Acera's architectural and construction guidelines required that Acera approve
the construction plans, elevations, finished grades, finishing materials and
colours, final grade slips, setbacks, foundation designs, auxiliary buildings
and fencing, and landscaping. All such plans were in fact approved prior to
construction. Further, the construction was inspected by Acera as work
progressed. In these circumstances, the court sided with the lien
claimant – the lien was valid because there was sufficient evidence of Acera’s
active involvement in the work.
Three Categories of Similar Cases
As Master Prowse states in the Georgetown case: “There are
three common categories of cases where this issue arises:
(i) a landlord
(registered owner of land) disavows liens placed on its land by unpaid
contractors of a tenant,
(ii) a purchaser
who agrees to buy land upon which a building is to be built, and later takes a
transfer of the land after the structure has been built, disavows liens
subsequently placed on his/her land by unpaid contractors of the builder,
(iii) a developer/vendor
(registered owner of land) who agrees to sell land, and allows the purchaser to
build on the land prior to completion of the sale, disavows liens placed on its
land by unpaid contractors of the purchaser.”
The present article deals with category (iii – contracting
with purchaser of lands before completion of the sale of the lands). We
have addressed the other two categories in prior articles: (i – landlord
and tenant) and (ii – vendor
and purchaser).
Room For Mischief
Contractors should be very attentive to these risks.
Most of the time, these situations arise innocently enough when a developer
becomes insolvent.
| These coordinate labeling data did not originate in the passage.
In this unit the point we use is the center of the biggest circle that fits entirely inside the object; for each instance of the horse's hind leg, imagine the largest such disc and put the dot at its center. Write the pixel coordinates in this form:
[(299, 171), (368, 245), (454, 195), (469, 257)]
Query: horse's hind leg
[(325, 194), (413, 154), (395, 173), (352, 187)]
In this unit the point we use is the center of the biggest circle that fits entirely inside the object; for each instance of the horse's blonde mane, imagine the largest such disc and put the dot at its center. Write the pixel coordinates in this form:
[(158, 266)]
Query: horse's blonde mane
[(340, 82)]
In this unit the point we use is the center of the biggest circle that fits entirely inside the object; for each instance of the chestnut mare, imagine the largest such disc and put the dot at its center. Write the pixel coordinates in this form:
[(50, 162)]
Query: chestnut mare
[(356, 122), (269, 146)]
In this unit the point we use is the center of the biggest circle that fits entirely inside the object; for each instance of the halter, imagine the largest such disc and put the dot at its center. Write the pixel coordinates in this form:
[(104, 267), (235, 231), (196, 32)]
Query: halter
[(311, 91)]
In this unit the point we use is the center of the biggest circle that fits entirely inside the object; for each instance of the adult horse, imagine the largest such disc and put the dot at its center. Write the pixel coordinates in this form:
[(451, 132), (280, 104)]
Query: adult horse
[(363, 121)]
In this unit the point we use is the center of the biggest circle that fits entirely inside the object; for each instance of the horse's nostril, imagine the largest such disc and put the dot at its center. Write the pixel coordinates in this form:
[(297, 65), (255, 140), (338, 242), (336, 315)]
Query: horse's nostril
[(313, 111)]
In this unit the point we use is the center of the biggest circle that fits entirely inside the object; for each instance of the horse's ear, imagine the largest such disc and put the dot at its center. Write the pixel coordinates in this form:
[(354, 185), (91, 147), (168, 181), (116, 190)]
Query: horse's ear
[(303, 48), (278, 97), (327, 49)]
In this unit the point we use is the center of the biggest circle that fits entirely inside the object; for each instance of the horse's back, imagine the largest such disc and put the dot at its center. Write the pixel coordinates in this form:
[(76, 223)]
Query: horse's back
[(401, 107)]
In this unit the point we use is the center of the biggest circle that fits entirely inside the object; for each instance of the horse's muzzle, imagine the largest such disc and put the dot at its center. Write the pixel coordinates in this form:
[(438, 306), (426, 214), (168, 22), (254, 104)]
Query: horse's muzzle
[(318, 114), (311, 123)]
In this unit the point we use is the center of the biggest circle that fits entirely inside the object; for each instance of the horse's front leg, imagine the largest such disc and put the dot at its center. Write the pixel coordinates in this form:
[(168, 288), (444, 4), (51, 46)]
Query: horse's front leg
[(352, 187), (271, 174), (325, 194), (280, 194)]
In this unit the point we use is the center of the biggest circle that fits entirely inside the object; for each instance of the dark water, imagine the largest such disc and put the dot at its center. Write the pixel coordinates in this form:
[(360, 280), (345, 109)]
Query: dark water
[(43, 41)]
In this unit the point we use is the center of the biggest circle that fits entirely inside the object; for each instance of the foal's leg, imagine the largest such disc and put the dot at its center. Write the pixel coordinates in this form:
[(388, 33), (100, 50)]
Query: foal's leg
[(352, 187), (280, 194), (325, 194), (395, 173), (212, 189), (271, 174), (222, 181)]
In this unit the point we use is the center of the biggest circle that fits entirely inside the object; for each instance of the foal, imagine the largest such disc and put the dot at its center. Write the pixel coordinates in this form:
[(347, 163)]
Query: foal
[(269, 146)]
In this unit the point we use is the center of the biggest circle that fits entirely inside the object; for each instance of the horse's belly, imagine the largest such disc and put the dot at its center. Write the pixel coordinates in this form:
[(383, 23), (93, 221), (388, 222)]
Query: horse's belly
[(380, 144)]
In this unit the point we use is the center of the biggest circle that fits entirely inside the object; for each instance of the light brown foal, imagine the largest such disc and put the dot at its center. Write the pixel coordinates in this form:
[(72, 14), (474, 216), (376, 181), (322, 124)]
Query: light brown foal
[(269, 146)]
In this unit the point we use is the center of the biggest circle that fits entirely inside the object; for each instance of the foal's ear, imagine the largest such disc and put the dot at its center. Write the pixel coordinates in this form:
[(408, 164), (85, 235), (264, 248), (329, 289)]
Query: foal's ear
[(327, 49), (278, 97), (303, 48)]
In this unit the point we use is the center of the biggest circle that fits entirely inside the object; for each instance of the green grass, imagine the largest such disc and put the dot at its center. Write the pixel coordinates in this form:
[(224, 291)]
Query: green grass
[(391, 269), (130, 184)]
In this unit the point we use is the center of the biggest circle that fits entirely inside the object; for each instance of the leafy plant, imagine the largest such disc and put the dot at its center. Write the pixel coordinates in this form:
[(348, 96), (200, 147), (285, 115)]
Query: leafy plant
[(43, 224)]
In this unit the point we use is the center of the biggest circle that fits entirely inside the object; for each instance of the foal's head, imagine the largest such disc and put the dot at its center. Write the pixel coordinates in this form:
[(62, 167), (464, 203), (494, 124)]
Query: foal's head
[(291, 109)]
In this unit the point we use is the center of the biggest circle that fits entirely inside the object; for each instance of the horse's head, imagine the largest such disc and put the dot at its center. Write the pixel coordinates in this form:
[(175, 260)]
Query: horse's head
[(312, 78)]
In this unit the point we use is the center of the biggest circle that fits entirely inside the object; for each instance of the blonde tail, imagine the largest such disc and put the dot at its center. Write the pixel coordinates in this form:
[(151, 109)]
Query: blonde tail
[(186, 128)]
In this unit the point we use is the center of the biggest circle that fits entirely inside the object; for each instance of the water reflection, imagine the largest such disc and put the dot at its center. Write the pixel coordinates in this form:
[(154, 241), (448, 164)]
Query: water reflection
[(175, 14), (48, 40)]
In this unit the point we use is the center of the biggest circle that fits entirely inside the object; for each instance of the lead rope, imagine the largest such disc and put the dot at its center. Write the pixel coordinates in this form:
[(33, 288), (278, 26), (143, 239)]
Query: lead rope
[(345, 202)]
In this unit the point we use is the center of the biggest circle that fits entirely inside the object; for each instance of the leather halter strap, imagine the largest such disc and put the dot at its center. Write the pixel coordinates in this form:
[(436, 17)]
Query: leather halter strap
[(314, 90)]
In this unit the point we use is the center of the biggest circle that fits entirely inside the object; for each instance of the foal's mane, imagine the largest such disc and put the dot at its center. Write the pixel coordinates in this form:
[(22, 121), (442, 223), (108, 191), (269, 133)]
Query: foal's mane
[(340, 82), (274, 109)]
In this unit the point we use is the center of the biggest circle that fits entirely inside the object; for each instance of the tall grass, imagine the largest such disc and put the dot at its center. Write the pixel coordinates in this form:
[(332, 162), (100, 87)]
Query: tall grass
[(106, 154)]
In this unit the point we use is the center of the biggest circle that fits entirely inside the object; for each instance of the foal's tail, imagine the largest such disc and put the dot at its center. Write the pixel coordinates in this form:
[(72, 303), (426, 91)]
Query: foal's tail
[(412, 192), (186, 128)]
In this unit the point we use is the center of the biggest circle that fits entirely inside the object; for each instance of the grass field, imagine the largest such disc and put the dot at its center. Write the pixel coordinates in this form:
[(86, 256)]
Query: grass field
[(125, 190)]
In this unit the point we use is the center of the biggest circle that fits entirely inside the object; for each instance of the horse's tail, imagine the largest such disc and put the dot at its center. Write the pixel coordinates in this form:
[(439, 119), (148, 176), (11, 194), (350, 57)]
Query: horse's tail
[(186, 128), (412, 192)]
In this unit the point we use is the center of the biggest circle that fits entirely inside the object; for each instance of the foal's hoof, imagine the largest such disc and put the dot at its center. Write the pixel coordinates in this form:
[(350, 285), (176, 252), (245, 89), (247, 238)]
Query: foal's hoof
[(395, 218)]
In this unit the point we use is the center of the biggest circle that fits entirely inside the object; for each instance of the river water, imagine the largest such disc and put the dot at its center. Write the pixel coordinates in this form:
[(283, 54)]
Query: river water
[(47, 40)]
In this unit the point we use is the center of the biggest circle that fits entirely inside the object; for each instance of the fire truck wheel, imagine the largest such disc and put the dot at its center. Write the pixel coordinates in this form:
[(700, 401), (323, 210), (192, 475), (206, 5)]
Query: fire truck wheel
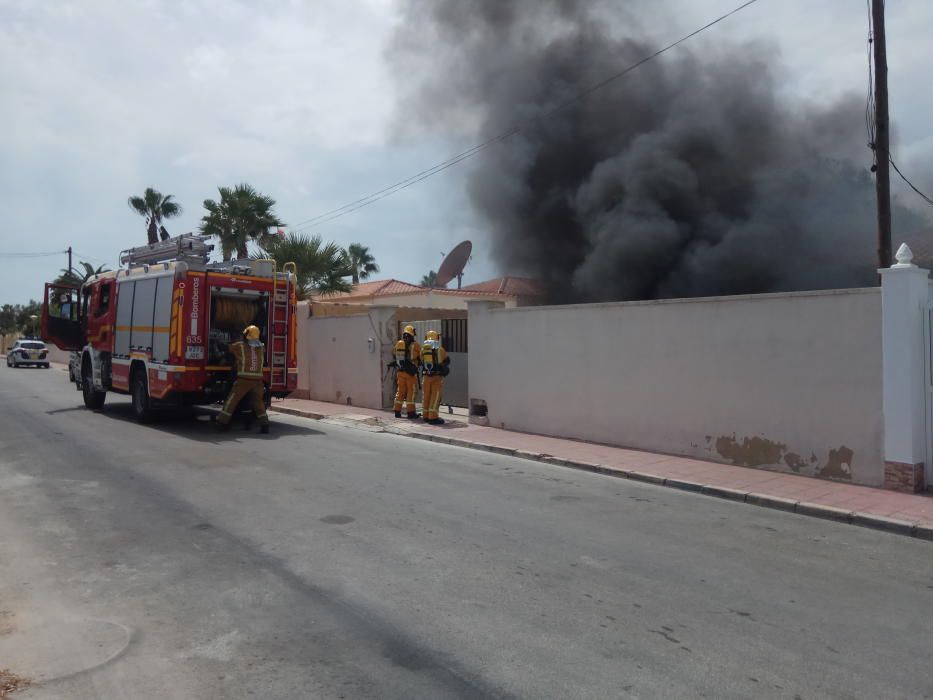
[(93, 398), (142, 405)]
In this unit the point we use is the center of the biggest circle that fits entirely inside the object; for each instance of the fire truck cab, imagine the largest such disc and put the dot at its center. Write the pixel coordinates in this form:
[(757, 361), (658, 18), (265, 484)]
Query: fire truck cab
[(158, 329)]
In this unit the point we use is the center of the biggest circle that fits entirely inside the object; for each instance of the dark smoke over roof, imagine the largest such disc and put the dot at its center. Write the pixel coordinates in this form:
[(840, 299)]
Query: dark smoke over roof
[(691, 176)]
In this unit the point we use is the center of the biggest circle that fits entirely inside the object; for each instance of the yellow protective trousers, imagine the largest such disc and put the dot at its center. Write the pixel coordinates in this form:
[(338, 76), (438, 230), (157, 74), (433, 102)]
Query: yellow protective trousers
[(432, 385), (241, 389), (405, 394)]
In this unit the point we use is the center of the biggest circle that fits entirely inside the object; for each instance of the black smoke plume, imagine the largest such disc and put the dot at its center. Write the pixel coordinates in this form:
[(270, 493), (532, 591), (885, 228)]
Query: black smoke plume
[(691, 176)]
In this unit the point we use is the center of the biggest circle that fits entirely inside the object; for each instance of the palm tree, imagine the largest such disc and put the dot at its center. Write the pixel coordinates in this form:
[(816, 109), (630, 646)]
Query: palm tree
[(362, 263), (77, 278), (242, 215), (154, 207), (321, 266)]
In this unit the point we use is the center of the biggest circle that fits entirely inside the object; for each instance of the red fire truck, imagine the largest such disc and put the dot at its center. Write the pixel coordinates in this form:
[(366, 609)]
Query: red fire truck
[(158, 328)]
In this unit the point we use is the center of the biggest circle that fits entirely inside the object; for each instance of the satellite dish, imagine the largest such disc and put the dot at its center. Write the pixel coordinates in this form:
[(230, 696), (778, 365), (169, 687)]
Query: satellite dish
[(453, 264)]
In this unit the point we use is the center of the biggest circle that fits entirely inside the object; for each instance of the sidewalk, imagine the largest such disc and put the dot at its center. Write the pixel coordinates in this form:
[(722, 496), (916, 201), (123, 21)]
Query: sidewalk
[(905, 514)]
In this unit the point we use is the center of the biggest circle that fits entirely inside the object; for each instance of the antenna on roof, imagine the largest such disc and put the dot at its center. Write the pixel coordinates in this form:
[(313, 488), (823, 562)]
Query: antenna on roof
[(453, 264)]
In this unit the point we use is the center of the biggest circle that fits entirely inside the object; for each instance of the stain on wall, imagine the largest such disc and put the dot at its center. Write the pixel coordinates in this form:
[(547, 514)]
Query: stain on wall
[(794, 461), (839, 464), (759, 451), (751, 452)]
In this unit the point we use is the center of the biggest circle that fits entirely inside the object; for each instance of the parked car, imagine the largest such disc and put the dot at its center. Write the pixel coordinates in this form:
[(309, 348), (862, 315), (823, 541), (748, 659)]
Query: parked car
[(28, 352)]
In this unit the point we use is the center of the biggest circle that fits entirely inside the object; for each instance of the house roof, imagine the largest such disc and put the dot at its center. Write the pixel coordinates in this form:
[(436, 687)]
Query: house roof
[(511, 286), (501, 286)]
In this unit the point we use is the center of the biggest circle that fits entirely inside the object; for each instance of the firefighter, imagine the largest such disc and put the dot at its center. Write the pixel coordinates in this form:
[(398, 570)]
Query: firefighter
[(406, 363), (435, 366), (248, 354)]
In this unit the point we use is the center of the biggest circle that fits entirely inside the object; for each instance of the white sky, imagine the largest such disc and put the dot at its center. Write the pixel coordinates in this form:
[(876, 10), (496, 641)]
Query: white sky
[(101, 98)]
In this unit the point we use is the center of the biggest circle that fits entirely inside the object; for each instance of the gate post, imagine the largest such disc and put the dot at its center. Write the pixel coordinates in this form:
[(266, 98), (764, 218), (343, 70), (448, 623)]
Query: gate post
[(904, 300)]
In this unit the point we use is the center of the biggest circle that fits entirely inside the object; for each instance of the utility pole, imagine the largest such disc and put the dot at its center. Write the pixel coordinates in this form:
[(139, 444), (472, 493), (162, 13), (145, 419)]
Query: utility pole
[(882, 134)]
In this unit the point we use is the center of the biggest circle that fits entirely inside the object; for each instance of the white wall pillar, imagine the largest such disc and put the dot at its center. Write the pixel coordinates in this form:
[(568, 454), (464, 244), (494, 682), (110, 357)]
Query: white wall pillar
[(904, 298), (481, 353)]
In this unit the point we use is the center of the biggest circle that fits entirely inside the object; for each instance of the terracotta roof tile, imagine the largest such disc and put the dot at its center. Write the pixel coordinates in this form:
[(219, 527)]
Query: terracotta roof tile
[(508, 286), (512, 286)]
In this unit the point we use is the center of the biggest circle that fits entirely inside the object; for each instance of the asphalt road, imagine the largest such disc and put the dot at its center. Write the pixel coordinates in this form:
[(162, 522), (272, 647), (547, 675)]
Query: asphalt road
[(323, 561)]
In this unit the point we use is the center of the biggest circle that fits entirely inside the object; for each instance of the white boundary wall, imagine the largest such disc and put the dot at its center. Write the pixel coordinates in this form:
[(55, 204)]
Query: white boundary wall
[(784, 381), (342, 359)]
But we have also seen developers deliberately arrange
their affairs to protect the project from claims of lien (i.e. isolating the
registered owner of the lands from any active involvement in the work).
In either case, contractors should be alert to situations where their statutory
lien rights may be compromised.
In the present context, this means making some investigation
if the party who is contracting the work has a legal interest in the
lands. If the party contracting the work has no legal interest in the
lands, further inquiry is required to determine if the party who actually owns
the lands is actively participating in (requesting) the work. Keep in
mind, the registered owner’s right to actively participate in the work is not
sufficient; there must be active participation by the registered owner in
fact. If these inquiries suggest that lien rights may not exist, the
prudent contractor will mitigate risk in some other fashion, such as requiring
other security for payment from the party contracting the work.